WASHINGTON (Reuters) - A federal judge dealt President Donald Trump's former campaign manager Paul Manafort a major blow on Tuesday by refusing to dismiss criminal charges brought by Special Counsel Robert Mueller, after Manafort claimed that Mueller's probe has run amok and should be reined in.

In a sharp rebuke of those claims, Judge Amy Berman Jackson of U.S. District Court for the District of Columbia ruled that Deputy Attorney General Rod Rosenstein had followed all the Justice Department's rules when he hired Mueller and Mueller's case against Manafort is not overly broad or improper.

Rosenstein "expressly approved the Special Counsel’s investigation of the facts alleged in the indictment, so there has been no violation of the regulations, and the Special Counsel did not act without authority," wrote Jackson, who was appointed by Democratic President Barack Obama.

In response to the ruling, Manafort spokesman Jason Maloni said: "Paul Manafort maintains his innocence and looks forward to prevailing in this matter." A spokesman for the Special Counsel declined to comment.

Manafort, who performed lobbying work for a pro-Russian former Ukrainian president before serving as Trump’s campaign chairman in 2016, is facing two indictments brought by Mueller in federal courts in Washington and Alexandria, Virginia.

The charges against him in the Washington case include conspiring to launder money, conspiring to defraud the United States and failing to register as a foreign agent.
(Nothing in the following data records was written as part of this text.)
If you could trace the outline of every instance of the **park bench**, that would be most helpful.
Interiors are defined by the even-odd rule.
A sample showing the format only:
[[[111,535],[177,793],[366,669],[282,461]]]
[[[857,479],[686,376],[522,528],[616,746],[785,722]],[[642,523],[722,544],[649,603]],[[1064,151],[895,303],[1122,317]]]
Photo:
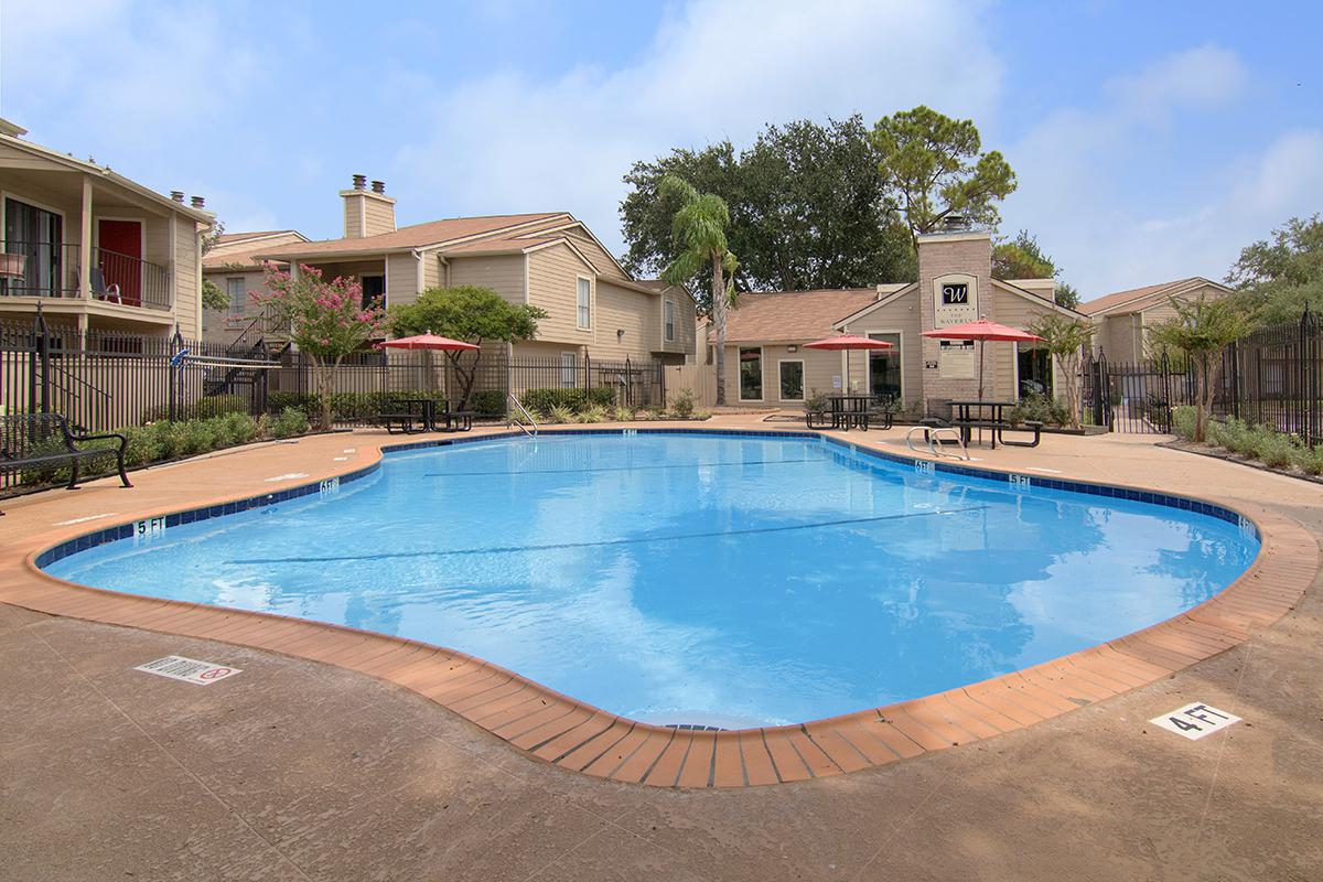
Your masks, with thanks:
[[[95,440],[119,440],[118,447],[79,448],[78,444]],[[128,475],[124,473],[124,446],[128,439],[111,432],[89,435],[74,432],[69,421],[61,414],[15,414],[0,417],[0,472],[13,473],[41,467],[67,464],[70,469],[66,489],[78,489],[79,465],[85,459],[115,455],[115,468],[124,487]],[[3,514],[3,512],[0,512]]]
In Virginia, he faces charges that include bank fraud and filing false tax returns.

He has pleaded not guilty to all of the charges, none of which are directly related to work he performed for Trump's campaign.
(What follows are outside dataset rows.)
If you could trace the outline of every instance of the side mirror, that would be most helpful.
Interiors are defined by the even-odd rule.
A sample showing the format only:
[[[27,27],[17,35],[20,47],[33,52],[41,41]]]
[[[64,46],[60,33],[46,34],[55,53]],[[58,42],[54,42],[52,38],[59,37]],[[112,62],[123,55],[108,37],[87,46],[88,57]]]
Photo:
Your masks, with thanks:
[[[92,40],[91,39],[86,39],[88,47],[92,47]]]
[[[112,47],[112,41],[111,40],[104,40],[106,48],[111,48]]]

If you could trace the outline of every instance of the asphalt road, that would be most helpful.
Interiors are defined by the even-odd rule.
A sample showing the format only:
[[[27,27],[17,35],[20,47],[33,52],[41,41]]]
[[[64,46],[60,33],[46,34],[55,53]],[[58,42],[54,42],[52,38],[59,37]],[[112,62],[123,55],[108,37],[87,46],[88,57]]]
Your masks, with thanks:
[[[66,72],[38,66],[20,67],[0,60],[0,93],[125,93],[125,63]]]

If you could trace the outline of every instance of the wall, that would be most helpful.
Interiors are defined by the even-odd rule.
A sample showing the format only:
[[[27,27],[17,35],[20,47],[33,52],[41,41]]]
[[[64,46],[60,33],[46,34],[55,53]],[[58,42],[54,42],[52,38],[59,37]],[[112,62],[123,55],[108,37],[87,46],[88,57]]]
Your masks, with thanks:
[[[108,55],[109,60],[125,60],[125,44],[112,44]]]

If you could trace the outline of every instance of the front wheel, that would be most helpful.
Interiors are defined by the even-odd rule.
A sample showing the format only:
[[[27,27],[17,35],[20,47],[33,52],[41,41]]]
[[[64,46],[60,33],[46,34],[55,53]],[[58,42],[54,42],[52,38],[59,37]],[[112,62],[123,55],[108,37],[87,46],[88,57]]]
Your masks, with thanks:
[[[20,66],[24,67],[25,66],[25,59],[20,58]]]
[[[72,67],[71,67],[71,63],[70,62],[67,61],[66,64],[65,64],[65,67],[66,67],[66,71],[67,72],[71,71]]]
In both criminal cases, Manafort has asked the courts to dismiss the charges on the grounds that Rosenstein's May 17, 2017 appointment order hiring Mueller runs afoul of Justice Department rules on special counsels.

He has also argued that Mueller's case against him has nothing to do with Russian interference in 2016 election, and that the probe by the FBI into his Ukraine dealings predates the Russia probe.

Trump has denied that his campaign colluded with Russia and called the probe that has dogged his presidency a "witch hunt."

Jackson was not moved by any of Manafort's assertions.

"Manafort was, at one time, not merely 'associated with,' but the chairman of, the Presidential campaign, and his work on behalf of the Russia-backed Ukrainian political party and connections to other Russian figures are matters of public record," she wrote, adding that it was "logical" for investigators to probe Manafort's dealings.

Her ruling also pointed to an August 2017 memo by Rosenstein that further detailed the scope of the probe. That memo explicitly gave Mueller authority to probe all of Manafort's Ukraine-related work predating the 2016 campaign.

Republicans in the House of Representatives who are critical of the Mueller probe have pressed the Justice Department in recent months to provide them with an unredacted copy of the August memo.

The ruling marks a setback for Manafort, who last month was buoyed when the judge in the Alexandria case aggressively questioned prosecutors about whether their case was overly broad and mused that he believed they were using the charges to get Manafort to turn over dirt on Trump.

That judge, T.S. Ellis III for the Eastern District of Virginia, has yet to rule on whether to dismiss the charges against Manafort.

Ellis, who was appointed to the bench by Republican President Ronald Reagan, has also said he too wants to see an unredacted copy before he can fully form a decision on whether to dismiss the charges.

He told prosecutors to turn over a copy to him by Friday.